Publication information
- Publisher: Les Humanoïdes Associés Humanoids Publishing DC Comics Devil's Due Productions
- Schedule: Monthly
- Format: Limited series
- Genre: War; Vampire;
- Publication date: January – July 2009
- No. of issues: 6

Creative team
- Created by: Fabien Nury John Cassaday
- Written by: Fabien Nury
- Artist: John Cassaday
- Letterer: Chris Crank
- Colourist: Laura Martin
- Editor: Cody DeMatteis

Collected editions
- I Am Legion: ISBN 978-1-934692-65-3

= I Am Legion (comics) =

I Am Legion (Je suis légion) is a French comic book series written by Fabien Nury, drawn by John Cassaday and published by Les Humanoïdes Associés, then in English by Humanoids Publishing/DC Comics and later by Humanoids/Devil's Due Productions.

==Publication history==
The series was originally published by Les Humanoïdes Associés in three albums, Le faune dansant (The Dancing Faun, June 2004), Vlad (January 2006) and Les trois singes (The Three Monkeys, November 2007). This was then translated into English by Justin Kelly and was originally released in 2004 by the American-based arm of Humanoïdes, Humanoids Publishing, through their deal with DC Comics but only one prestige format book was released. The series was later split into six comic books under a new deal between Humanoids and Devil's Due Productions and finally fully released in 2009.

==Plot==
During World War II, Nazis seek to capture and control 10-year-old vampire named Ana. Meanwhile, Allied forces try to uncover Nazis that have infiltrated their ranks.

==Real world references==
The history makes liberal use of references to real world (historical) characters, including among others Wilhelm Canaris (also referred to by the codename "Trinity"), Field Marshal Günther von Kluge, Winston Churchill, Vlad Tepes and Radu cel Frumos.

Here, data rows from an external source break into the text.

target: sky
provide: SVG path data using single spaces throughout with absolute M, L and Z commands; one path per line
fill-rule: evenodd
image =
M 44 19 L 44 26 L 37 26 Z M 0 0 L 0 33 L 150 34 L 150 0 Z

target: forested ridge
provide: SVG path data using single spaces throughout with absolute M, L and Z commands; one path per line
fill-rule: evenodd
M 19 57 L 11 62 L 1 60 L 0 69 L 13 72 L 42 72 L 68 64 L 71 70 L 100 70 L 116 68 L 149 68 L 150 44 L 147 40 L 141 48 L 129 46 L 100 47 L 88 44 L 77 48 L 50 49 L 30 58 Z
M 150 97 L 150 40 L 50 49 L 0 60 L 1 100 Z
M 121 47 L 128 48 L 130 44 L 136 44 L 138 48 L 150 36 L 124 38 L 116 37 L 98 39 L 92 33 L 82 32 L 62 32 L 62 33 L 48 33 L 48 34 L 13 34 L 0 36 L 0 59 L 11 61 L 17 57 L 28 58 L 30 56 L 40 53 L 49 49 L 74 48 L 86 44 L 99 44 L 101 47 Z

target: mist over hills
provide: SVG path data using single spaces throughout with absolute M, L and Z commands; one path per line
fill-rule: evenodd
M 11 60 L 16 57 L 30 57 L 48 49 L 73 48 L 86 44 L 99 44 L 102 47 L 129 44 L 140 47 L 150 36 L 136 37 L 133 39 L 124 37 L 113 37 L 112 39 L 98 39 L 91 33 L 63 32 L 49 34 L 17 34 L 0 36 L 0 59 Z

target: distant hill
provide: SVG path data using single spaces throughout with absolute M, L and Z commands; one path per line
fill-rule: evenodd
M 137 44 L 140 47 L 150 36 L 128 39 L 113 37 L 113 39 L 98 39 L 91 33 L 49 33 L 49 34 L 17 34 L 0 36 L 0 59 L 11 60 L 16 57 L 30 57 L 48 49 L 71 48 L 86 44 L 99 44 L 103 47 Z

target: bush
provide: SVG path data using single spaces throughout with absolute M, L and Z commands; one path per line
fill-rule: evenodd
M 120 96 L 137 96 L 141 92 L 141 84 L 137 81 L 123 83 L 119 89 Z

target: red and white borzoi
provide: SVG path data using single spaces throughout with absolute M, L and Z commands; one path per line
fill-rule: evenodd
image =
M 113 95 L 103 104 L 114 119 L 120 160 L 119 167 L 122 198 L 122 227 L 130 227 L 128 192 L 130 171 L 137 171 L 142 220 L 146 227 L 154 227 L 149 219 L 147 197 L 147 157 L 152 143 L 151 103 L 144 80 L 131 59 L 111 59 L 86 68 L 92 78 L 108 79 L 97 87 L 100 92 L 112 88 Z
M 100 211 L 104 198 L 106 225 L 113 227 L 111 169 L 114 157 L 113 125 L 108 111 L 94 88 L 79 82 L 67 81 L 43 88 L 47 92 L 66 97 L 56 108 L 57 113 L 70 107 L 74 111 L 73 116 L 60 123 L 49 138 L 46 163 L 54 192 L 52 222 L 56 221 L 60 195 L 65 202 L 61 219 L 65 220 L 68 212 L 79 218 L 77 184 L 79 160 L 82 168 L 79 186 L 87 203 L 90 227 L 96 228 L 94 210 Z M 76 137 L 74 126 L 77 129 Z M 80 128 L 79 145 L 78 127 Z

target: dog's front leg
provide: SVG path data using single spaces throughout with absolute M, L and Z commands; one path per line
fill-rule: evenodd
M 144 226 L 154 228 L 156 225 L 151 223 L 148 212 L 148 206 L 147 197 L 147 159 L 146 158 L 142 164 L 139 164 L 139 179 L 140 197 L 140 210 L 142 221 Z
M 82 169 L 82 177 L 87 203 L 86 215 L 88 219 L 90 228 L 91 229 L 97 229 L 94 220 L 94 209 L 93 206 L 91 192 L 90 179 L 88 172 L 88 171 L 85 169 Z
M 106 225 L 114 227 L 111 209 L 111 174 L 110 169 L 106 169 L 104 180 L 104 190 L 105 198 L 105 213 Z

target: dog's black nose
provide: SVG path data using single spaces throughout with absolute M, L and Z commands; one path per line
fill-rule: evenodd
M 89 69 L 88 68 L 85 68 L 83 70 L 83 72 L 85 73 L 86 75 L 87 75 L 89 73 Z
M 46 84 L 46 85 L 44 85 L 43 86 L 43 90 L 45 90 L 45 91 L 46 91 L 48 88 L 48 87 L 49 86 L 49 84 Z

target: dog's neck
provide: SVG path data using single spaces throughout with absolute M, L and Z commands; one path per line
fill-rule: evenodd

Real world organizations referenced include the London Controlling Section, the Abwehr and the Special Operations Executive. A main character is a Colonel Von Kleist, perhaps a reference to Paul von Kleist. The Casablanca Conference and the Wannsee Conference are also mentioned.

==Collected editions==
- I Am Legion (trade paperback, 144 pages, October 2009, ISBN 978-1-934692-65-3)
- I Am Legion (hardcover, September 2010, ISBN 9781594650994)

==Awards==
John Cassaday won the 2005 "Best Penciller/Inker or Penciller/Inker Team" Eisner Award in part for his work on this title (as well as Astonishing X-Men and Planetary).